Environment Clearance for the Pancheshwar is on agenda for the MoEF’s Expert Appraisal Committee on River Valley Projects for its meeting on Oct 24, 2017. The project is already hugely controversial, with worse than usually dishonest Environment Impact Assessment. Public hearings for the project in Almora, Pithoragarh and Champawat districts were held in complete violation of most statutory norms, and had such huge presence of armed police personnel that the local people had to stand outside the hall. Most of the people critical of the project were not even allowed to speak.
The project is controversial even in Nepal. Mahakali agreement with Pancheshwar project as centre piece was signed in Feb 1996, but there is not even agreement for the Detailed Project Report over 21 years later. Nepal hopes to sell power generated from its 50% share of installed capacity to power surplus India. But the over Rs 50 000 crore project is expected to generate less than 2 Million Units electricity per MW installed capacity, which means the cost of power will not be less than Rs 8 per unit. This makes the project economically unviable even at current prices, when power is rarely traded above Rs 3 per unit in recent years at power exchanges in India. Piyush Goyal, till recently India’s Power Minister, has repeatedly told the Parliament that over 11 000 MW of hydropower capacity remains stranded for reasons of non viability. It’s a mystery why is the government pushing such a project in fragile Himalayas.

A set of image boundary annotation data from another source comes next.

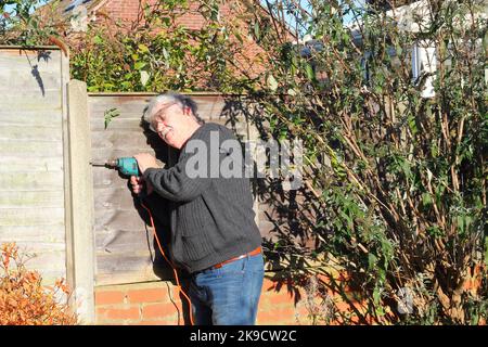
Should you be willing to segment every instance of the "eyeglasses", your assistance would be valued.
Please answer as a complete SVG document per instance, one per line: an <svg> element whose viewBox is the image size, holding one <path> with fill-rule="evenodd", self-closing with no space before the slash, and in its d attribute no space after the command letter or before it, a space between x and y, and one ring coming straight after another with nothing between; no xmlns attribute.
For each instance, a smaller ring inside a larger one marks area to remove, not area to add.
<svg viewBox="0 0 488 347"><path fill-rule="evenodd" d="M166 110L168 110L169 107L171 107L172 105L176 105L177 104L177 102L171 102L171 103L169 103L169 104L167 104L166 106L164 106L164 107L162 107L162 108L159 108L159 111L157 111L157 113L155 114L155 115L153 115L153 119L156 119L157 117L160 117L160 118L163 118L164 119L164 112L166 111ZM155 120L155 123L156 123L156 129L158 128L158 124L160 123L159 120ZM153 124L150 124L150 129L151 130L153 130L154 132L157 132L157 130L154 128L154 126L153 126Z"/></svg>

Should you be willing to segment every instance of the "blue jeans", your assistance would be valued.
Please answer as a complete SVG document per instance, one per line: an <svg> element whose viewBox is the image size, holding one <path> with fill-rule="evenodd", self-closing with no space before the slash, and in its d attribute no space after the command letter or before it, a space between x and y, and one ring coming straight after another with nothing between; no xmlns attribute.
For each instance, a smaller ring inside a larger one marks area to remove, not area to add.
<svg viewBox="0 0 488 347"><path fill-rule="evenodd" d="M253 325L261 295L262 254L192 274L190 298L196 325Z"/></svg>

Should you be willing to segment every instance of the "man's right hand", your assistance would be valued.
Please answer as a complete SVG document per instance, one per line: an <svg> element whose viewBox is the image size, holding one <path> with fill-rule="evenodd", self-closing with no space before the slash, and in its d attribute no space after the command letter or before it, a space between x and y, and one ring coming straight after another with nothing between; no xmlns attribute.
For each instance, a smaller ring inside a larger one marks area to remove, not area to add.
<svg viewBox="0 0 488 347"><path fill-rule="evenodd" d="M130 185L132 187L132 192L138 195L144 190L144 185L145 185L147 195L153 192L153 185L149 182L145 182L144 178L142 176L140 176L140 177L131 176L130 177Z"/></svg>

Bholenath or Shiva, the presiding deity of Pancheshwar temple, is also the presiding deity of Kedanath. PM has a remarkable capacity to connect with his audience. At Kedarnath, he started his address with the chanting of Jai Bholenath slogan. But we may well remember that Bholenath, as his attire declares, is closer to nature and rivers than possibly any other God, and cannot be fooled forever in spite of the name we have given him.